Türkiye ’de son on yıl ‘inşaat’ kelimesinin en çok kullanıldığı bir iktidarın yönetiminde geçirildi. Gündelik ihtiyaçlar ile yakından ilgili olan belediye kökenli siyaset anlayışı, AKP yönetiminin yüksek oy oranları ile uzun süre yönetimde kalmasını sağladı. Bu süre içinde ekonomi ihraç edilebilecek ürün ve hizmetler yerine inşaat sektörüne ve kentsel toprak üretimine dayandırıldı. Orman alanlarının, kent çeperlerinin, devlet arazilerinin yeni konut alanlarına açılması ile müteahhitlik sektörü canlandı, semirdi. Aslında her ne kadar çevremize bir türlü istediğimiz gibi yansımasa da Türkiye 1950’lerden beri yoğun imar faaliyetleri ile uğraşmakta. Menderes ve Demirel hükümetlerinin yol, baraj, altyapı projeleri ile zenginleşmiş küçük mütehhit kökenli kesimini AKP yönetimi genişletti. Belli başlı büyük altyapı projeleri yerine küçük ama çok sayıda kentsel müdahele ile etkileri daha geniş bir alana ve kesime yayılan bir imar faaliyeti yürüttü.
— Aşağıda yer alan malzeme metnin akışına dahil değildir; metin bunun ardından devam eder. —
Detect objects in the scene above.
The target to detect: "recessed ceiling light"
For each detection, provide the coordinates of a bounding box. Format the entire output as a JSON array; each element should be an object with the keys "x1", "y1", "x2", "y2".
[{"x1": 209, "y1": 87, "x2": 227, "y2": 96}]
AKP’nin imar konularında vizyoner olmadığını iddia etmek yanlış olur. Ancak kurdukları vizyonun stratejik bir bütünlüğü olmadığı ve oldukça kısa vadeli çözümlere dayandığını gördükçe bu vizyonda ısrar etmelerinin de aynı şekilde yanlış olduğunu belirtmek gerek. Bir yönetimin kentlere çekidüzen verme heyecanının takdir edilmesi gerekirken AKP’nin bu alandaki icraatları çoğu kez büyük hayalkırıklıkları ve pişmanlıklar doğurdu. İmar faaliyetleri oldukça acemice, telaşla ve geri dönülemez hatalara neden olan bir savruklukla yapıldı. Mimarlık ve kent planlaması bilimlerinin önde gelen bilim insanlarını dinlemek yerine, AKP yönetimleri projeleri meşrulaştıracak vasat kişilerle çalışmayı tercih etti. Daha iyisi için öneri geliştiren bilim insanlarının eleştirilerini dikkate almadılar ve yanlışlar konusunda ısrat ettiler. Yurtdışındaki yaşanmış hatalardan ve iyi örneklerden ders almak yerine artık dünyada terk edilmiş şablonlar ile çalıştılar. Kentleri yaya değil araç odaklı bir planlama ile şekillendirdiler. Sosyal konut amacından saptırılan TOKİ ise devletin resmi müteahhitlik şirketi gibi çalıştırıldı. Yeni mütehhitlik şirketlerinin serbest piyasa rekabeti içinde doğmasını engelleyerek pek çoğuna iş veren patriarkal bir kurum haline geldi. Bundan doğan yeni şehircilik bakanlığı ise tüm eleştirilerden muaf ve fazlası ile geniş yetkilerle donatılmış şekilde kuruldu. Afet tehdidi yeni imar faaliyetleri için meşrulaştırma aracı haline getirildi ve ekonominin salt inşaat faaliyetlerina dayandırılması benimsendi.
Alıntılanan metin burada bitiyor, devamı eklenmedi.